La miró fijamente a los ojos. Se sacó el cigarrillo de la boca y la agarró por la pechera del vestido y la atrajo hacia él y sus labios se encontraron. No hubo nada rudo en el gesto, y ella ni se resistió ni contribuyó a él, aunque distaba de estar meramente conforme. Y cuando se separaron estaba un poco pálida. Retrocedió, no asustada pero sin saber qué significaba lo ocurrido.

—Me ha sorprendido usted, señor Lane.

—No, no está sorprendida, señora Lowe.
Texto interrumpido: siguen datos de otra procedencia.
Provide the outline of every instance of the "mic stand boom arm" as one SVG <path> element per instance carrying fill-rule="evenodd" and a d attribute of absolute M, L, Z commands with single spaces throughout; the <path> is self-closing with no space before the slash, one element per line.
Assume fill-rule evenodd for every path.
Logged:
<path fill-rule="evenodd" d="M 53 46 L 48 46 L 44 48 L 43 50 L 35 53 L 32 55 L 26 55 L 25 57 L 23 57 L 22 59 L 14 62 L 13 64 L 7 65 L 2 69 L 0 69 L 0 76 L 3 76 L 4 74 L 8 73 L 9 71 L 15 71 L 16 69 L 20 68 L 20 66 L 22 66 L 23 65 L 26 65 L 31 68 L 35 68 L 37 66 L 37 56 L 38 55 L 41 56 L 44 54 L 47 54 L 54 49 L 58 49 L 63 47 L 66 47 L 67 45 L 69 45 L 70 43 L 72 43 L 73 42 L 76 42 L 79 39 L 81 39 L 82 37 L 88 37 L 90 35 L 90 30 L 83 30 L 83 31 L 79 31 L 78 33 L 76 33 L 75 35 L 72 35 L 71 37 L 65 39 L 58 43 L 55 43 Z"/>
Ya lo sabía.

—Soy una mujer casada.

—También he pensado en eso. Mucho. Anoche.

Ella se tocó los labios con el dorso de la mano y retrocedió otro paso. Lo que había pasado parecía incorrecto. Aunque también natural. Angie estaba perpleja por sus emociones, a las que trataba de encontrar una explicación.

—A lo mejor la he besado porque me ha hecho pensar en Destarte. O a lo mejor porque detesto pensar en su cabellera secándose colgada del poste central de una tienda apache. Pero hace mucho tiempo me impuse una regla: deja que la gente haga lo que quiera.

»Y se me ocurre algo más. Una mujer hermosa como usted, que camina con la cabeza erguida, debería besar a un hombre antes de morir.

—Es usted muy extraño, señor Lane.

Él se subió a la silla y el grullo alzó la espalda y luego la bajó, inquieto, pero consciente de la presencia del hombre sobre él y con la lucha del día anterior en la memoria.

—No sé a qué se refiere —dijo pensativo. Luego apartó la mirada—. Adiós, señora Lowe.

Ella permaneció muy quieta en el patio hasta que él sobrepasó la colina, y ni siquiera entonces se movió, continuó allí, en silencio y sola en mitad del patio desierto. El polvo se posaba en el camino y el contorno de las colinas no revelaba más que el sol matinal, reluciente. Iba a hacer mucho calor.

Se volvió, cogió el cubo y se encaminó al arroyo.